Second “Walking Together” panel focuses on diversity and inclusion in the classroom

Senior Asha Davis answers a question from an audience member in the Charles V. Park Library Auditorium, on the campus of Central Michigan University, Mount Pleasant, Michigan, on Friday, April 8, 2016. Pictured, from left to right, Asha Davis, Matt Johnson, Terencio McGlasson, and Andrea Jasper.
Sophomore Ahsha Davis answers a question from an audience member in the Charles V. Park Library Auditorium, on the campus of Central Michigan University, Mount Pleasant, Michigan, on Friday, April 8, 2016. Pictured, from left to right, Asha Davis, Matt Johnson, Terencio McGlasson, and Andrea Jasper.

Students and faculty filled the Charles V. Park Auditorium for the second “Walking Together” panel discussion today.

The panel, which focused on the issue of racial and cultural diversity within the classroom setting, was a continuation of the diversity-centric conversation started by Central Michigan University President George Ross on Dec. 4, 2015.

At the last panel, Ross ended up sending  an email apology to everyone on campus for not calling a student by their chosen pronouns.
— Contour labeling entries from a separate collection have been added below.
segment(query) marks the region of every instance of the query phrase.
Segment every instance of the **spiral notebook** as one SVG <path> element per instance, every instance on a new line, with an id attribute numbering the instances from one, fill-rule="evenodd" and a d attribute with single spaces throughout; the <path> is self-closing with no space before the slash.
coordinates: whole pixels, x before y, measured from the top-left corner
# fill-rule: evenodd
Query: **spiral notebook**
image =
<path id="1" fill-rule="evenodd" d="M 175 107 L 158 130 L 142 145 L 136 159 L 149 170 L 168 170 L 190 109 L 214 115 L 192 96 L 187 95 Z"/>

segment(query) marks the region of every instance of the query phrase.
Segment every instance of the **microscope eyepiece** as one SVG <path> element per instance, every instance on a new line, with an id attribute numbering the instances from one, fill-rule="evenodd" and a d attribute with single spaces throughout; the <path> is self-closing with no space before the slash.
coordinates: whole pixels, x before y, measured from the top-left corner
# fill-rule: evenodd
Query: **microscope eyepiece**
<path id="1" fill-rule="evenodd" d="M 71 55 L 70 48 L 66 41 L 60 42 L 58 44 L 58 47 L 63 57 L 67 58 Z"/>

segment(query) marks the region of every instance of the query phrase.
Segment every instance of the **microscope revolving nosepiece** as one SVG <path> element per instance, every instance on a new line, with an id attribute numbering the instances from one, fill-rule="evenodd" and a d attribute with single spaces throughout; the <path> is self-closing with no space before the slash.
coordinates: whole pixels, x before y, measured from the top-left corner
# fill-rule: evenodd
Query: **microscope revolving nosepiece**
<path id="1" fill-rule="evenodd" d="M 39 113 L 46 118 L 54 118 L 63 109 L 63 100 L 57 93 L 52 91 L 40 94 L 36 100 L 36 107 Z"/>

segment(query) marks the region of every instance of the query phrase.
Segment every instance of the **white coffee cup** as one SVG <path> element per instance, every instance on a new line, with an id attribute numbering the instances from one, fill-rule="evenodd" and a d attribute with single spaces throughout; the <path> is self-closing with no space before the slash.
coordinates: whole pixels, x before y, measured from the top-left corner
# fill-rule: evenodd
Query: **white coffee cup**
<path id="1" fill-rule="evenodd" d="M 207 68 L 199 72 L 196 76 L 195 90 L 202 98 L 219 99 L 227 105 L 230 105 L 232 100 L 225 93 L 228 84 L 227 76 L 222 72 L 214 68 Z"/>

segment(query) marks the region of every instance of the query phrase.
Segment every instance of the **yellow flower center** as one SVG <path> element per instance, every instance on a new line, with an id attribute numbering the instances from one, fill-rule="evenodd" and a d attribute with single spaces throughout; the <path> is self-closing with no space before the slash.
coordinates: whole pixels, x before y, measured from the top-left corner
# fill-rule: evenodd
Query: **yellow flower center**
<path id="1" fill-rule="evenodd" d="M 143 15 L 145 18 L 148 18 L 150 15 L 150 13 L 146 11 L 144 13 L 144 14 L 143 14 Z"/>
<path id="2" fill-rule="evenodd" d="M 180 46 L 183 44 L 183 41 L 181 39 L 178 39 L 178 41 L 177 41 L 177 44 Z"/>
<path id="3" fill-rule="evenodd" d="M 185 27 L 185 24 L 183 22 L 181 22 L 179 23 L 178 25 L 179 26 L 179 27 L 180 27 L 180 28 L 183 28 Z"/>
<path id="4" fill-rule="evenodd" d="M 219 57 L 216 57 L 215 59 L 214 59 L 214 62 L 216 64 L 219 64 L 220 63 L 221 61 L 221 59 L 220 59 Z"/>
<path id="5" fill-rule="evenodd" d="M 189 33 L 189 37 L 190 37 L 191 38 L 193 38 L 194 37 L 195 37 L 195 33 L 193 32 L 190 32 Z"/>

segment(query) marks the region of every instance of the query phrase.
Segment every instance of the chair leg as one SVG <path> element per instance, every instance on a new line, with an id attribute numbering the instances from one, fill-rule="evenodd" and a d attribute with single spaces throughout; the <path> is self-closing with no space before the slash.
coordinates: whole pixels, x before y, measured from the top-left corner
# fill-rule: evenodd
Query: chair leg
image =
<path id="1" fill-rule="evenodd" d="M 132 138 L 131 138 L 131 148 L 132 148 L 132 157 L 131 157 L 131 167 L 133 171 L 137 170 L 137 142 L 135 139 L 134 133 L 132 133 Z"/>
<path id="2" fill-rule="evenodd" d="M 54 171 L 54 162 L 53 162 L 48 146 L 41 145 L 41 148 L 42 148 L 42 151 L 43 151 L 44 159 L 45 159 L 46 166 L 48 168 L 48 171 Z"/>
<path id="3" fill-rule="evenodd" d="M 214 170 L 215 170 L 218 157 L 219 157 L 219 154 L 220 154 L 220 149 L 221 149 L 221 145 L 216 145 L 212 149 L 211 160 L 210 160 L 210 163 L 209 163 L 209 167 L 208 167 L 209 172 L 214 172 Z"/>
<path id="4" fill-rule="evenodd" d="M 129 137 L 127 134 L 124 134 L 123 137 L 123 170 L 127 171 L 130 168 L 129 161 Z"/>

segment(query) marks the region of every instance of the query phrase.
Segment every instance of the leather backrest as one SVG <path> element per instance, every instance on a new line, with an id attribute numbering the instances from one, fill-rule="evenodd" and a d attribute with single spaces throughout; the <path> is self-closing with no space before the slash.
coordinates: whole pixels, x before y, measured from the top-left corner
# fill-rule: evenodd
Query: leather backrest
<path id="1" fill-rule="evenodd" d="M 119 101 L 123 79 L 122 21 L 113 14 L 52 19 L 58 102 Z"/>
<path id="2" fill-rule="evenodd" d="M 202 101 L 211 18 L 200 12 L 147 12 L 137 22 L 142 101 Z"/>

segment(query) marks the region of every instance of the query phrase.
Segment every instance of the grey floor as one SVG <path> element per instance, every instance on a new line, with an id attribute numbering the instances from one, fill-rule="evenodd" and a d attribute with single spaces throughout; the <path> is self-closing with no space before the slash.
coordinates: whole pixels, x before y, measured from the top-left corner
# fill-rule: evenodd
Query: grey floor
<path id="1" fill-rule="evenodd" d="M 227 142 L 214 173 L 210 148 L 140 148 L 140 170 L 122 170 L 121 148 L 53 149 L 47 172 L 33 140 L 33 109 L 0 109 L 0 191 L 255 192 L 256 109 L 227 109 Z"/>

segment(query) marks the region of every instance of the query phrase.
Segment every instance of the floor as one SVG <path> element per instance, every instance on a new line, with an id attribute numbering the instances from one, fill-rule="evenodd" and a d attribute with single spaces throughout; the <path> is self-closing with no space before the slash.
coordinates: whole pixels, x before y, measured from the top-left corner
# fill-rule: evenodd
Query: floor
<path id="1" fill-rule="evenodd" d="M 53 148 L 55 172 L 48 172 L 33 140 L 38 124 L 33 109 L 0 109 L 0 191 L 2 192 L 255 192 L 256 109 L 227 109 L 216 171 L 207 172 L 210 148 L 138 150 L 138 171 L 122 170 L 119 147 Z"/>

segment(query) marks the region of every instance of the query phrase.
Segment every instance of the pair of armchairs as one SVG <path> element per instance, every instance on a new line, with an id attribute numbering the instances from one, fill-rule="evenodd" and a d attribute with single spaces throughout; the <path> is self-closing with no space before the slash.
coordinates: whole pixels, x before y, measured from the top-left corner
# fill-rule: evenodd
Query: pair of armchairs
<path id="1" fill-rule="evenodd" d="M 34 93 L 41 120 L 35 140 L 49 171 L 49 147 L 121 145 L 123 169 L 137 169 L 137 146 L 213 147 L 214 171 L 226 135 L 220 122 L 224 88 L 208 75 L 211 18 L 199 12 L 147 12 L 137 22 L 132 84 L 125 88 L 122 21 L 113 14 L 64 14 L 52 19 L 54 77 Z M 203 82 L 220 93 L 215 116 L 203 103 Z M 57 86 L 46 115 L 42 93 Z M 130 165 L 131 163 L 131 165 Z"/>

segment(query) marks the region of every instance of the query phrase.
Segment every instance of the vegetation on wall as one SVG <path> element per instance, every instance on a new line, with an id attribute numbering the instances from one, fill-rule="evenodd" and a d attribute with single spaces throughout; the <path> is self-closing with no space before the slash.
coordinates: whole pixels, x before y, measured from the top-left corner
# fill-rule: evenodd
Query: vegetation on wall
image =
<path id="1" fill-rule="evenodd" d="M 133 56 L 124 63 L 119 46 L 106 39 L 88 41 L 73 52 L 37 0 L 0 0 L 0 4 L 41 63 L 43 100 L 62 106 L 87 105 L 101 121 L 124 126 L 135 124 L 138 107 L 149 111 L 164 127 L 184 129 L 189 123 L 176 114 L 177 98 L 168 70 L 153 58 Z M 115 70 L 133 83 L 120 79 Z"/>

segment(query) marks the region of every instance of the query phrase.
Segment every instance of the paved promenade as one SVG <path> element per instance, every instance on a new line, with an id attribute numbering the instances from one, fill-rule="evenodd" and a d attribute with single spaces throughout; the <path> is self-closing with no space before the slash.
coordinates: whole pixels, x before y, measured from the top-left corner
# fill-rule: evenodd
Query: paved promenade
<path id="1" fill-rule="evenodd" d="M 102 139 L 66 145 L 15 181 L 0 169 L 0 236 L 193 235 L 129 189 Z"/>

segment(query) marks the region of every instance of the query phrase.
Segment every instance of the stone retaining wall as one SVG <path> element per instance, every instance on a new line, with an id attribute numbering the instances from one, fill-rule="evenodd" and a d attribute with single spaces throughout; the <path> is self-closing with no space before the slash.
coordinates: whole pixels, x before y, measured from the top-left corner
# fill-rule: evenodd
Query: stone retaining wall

Students also asked about increasing the budget for the Office of Institutional Diversity. Since then, officials have told Insider the budget for Institutional Diversity will be increased next year.

The panel was planned last semester after several universities had student demonstrations about the treatment of minority students and media articles on local racial tensions were published.

Ross was not in attendance for this panel and the audience wasn’t given a reason for his absence. Dean of the College of Education and Human Services Dale-Elizabeth Pehrsson moderated the event.

Faculty members on the panel included  Associate Vice President of Institutional Diversity Carolyn Dunn, Director of Diversity of Education Sapphire Cureg, Assistant Professor of Educational Leadership Matt Johnson, Associate Professor of Special Education Andrea Jasper, and Associate Professor of Counselor Education Terry McGlasson.

Also on the panel was sophomore Ahsha Davis and graduate student Natalie Kinsella.

Kinsella was the first to speak, with her main point being the necessity of the process of introducing diversity centering around “personalization.” Kinsella drew from her experiences as a teacher in Montana when the “Indian Education for All” Act, which aims to close the achievement gap of Native American students, was first being implemented.

“We need to think about is making (diversity education) something we do early, and something we do as an ongoing process,” said Kinsella. “You don’t just throw civil rights into a history class and leave it at that, we need to connect it, we need to make something that you can think about in more than just one context.”

Davis further believes the process of becoming more accepting of diversity is something constant and ongoing. “We can’t just sit here and say ‘Let’s talk about diversity all day’,” said Davis. “We can talk about it, but it’s the aftermath that allows you to really understand and build and grow from it.”

Johnson said he believes the issue of diversity is best tackled through a step-by-step process. “We need to start with the idea that issues of exclusion, discrimination and oppression are happening in our classrooms,” Johnson said. “We have to know that anything related to this is about trying to displace power, hegemony and ideology… we’re fundamentally talking about power and privilege that is steeped in whiteness, genderism and so on and so forth.”

After the opening statements, a microphone was passed through the audience for anyone who had a question for the panel. Topics discussed included what kinds of discrimination members of the panel had experienced on campus, possible ways in which diversity could be introduced into multiple fields of study and whether-or-not professors should embrace diversity versus following the “script” of their course expectations.

Jasper said she wouldn’t be opposed to students engaging more with their professors when it comes to how issues of diversity are handled within the classroom. “Come to offices hours to talk about it… just be very real and blunt, but respectful when you’re talking about it. That’s one of our duties, as faculty members and as students, if we’re serious about creating a classroom that’s inclusive,” Jasper said.

McGlasson followed up Jasper, “Professors do have a responsibility to set themselves up as approachable from day one,” McGlasson said. “No matter what you have to talk to me about, you should be able to feel safe to do that. That’s my responsibility, because there’s a power differential in the room.”

Pehrsson said the panel will continue throughout the next academic year starting in the fall.